Preface:  I take no responsibility for what you’re about to do with your router.  I don’t want to say it’s highly likely you’ll screw something up I just want to mention that it is possible that something goes wrong and your router is bricked.  If that happens you need to meet my friend Google.  Google is going to be your best friend but I won’t.  I might even laugh because of some social maladjustment.

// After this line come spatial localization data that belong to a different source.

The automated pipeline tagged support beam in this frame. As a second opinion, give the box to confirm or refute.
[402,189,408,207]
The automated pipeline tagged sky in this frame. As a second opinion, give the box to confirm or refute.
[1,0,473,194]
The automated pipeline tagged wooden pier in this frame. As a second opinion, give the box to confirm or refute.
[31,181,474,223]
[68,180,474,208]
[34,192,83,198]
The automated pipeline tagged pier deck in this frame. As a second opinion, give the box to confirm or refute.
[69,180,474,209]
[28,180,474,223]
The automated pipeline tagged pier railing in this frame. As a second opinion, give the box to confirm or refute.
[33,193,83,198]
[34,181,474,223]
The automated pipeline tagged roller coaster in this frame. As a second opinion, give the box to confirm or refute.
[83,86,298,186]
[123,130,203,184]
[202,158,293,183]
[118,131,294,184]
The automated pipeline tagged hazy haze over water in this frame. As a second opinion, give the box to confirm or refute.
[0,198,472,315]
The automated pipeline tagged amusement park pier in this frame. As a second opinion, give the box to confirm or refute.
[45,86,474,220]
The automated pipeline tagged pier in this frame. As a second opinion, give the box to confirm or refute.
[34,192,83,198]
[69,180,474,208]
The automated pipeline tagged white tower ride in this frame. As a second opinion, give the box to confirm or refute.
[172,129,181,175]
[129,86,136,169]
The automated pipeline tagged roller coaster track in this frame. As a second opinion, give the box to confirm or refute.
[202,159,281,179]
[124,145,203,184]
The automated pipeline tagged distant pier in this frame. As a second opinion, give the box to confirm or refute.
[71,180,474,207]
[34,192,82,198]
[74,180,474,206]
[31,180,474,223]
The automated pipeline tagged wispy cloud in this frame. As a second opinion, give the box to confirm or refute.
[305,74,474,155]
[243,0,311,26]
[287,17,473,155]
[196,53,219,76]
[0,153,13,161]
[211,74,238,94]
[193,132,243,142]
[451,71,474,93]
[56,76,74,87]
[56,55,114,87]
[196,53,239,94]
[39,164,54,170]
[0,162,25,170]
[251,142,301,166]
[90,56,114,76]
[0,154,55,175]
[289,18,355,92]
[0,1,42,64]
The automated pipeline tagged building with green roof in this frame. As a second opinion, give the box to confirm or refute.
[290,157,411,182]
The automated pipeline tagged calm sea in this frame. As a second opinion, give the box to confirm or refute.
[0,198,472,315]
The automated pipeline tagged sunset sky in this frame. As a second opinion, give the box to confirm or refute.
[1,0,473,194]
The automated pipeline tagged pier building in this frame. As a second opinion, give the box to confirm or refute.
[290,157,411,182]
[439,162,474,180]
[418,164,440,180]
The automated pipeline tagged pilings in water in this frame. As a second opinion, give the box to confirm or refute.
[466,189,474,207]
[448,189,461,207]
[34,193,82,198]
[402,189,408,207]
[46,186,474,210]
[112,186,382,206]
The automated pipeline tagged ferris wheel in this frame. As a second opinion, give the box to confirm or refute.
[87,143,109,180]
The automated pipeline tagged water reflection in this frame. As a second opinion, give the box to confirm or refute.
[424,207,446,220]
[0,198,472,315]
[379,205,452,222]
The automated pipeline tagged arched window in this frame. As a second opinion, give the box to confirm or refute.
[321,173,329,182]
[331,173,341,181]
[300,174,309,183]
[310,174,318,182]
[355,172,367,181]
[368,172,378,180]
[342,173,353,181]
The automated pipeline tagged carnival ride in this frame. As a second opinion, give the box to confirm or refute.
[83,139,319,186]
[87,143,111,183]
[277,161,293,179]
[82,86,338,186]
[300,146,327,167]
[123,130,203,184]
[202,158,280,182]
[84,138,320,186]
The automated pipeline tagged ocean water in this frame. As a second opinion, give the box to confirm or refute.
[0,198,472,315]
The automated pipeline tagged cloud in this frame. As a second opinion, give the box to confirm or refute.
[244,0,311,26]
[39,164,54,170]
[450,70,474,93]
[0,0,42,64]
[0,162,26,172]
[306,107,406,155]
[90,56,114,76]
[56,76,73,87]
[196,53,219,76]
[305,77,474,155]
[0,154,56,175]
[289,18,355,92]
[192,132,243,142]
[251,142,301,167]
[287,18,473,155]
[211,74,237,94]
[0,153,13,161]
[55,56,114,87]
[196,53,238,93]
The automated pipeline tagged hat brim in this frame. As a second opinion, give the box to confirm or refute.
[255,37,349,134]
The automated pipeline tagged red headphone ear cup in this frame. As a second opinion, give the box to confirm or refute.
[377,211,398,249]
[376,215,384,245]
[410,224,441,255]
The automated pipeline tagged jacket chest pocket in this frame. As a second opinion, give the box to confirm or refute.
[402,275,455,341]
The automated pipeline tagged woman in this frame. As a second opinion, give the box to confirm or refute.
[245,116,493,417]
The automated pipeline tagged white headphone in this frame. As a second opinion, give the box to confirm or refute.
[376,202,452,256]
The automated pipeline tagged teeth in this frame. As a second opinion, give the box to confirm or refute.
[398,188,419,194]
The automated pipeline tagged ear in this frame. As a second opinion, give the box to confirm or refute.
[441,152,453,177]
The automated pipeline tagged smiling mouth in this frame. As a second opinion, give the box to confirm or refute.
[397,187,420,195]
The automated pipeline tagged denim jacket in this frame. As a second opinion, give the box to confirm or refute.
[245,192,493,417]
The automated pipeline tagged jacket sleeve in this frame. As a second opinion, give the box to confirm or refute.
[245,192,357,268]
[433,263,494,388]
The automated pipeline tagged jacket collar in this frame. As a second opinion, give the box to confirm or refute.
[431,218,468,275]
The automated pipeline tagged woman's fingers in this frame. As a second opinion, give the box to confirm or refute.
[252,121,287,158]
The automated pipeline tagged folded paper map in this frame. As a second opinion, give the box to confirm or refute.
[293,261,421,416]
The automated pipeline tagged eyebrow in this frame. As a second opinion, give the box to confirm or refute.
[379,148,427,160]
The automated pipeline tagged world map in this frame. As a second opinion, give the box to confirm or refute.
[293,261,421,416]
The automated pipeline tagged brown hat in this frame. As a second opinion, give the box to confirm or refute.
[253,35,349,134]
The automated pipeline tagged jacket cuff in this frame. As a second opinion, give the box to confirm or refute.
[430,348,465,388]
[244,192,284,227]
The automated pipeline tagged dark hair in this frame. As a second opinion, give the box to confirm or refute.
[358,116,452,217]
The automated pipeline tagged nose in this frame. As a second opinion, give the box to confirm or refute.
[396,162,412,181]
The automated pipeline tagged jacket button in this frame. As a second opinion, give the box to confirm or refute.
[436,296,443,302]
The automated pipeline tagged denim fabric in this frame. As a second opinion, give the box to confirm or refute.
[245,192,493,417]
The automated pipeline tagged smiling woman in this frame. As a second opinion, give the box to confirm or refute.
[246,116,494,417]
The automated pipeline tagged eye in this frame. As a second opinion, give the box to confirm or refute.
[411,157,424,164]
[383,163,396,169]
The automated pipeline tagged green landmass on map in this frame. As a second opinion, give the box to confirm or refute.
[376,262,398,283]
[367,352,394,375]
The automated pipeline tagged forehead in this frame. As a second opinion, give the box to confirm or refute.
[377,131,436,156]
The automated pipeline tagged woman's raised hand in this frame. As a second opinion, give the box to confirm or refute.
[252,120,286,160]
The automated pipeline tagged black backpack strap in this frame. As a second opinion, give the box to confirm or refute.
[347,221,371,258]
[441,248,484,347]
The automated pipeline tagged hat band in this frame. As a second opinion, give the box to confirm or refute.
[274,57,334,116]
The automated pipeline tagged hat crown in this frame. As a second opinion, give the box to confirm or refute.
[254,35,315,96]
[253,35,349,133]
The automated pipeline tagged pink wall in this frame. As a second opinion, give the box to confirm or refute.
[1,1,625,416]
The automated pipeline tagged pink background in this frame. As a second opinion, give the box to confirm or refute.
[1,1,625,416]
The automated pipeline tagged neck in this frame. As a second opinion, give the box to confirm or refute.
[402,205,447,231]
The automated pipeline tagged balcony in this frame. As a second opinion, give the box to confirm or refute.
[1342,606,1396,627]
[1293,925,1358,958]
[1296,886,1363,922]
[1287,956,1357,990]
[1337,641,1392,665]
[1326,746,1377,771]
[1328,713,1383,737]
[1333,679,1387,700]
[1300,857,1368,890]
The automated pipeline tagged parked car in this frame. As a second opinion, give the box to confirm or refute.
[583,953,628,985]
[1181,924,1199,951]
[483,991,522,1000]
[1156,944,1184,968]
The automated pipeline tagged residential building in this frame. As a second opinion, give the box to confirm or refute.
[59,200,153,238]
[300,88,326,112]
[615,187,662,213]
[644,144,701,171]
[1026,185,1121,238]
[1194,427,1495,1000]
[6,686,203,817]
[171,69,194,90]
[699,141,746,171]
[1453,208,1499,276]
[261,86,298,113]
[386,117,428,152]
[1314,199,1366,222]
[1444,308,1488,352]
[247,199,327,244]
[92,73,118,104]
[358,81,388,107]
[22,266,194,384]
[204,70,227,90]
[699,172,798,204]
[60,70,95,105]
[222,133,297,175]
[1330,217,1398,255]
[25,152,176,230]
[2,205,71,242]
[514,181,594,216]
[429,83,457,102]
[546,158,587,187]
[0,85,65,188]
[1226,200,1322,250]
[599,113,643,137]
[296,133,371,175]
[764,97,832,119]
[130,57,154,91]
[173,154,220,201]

Step 1 was to perform ye olde 30/30/30 reset.  This operation, which initially daunts the installer, involves holding the reset button for 3o seconds with the device powered up, continue to hold for 30 more seconds after unplugging, and once more for 30 seconds after plugging the device in.  Basically hold that reset button for at least 90 seconds.  After the device comes back online open IE and make your way to http://192.168.1.1 and login using admin/admin.  Navigate to Administration and select firmware upgrade.  I grabbed the binary file from here and was able to paste the following into the firmware upgrade textbox:

ftp://dd-wrt.com/others/eko/BrainSlayer-V24-preSP2/03-24-10-r14144/broadcom/dd-wrt.v24_mega_wrt610n.bin

After receiving the completion message wait for at least 5 minutes.  This short time period feels very long.  In retrospect I might have planned to get a sandwich or something – instead I spent 5 very long minutes watching the clock before removing power for 10 seconds.  Attach a PC to the router and wait to receive a DHCP address before repeating the 30/30/30 reset.  After this you can connect to the router and configure it – you’ll know you were successful when you see the DD-WRT logo as you connect.  If I’ve had one problem it was adapting syslog to use rsyslog to push privilege escalation attempts to a remote log repository.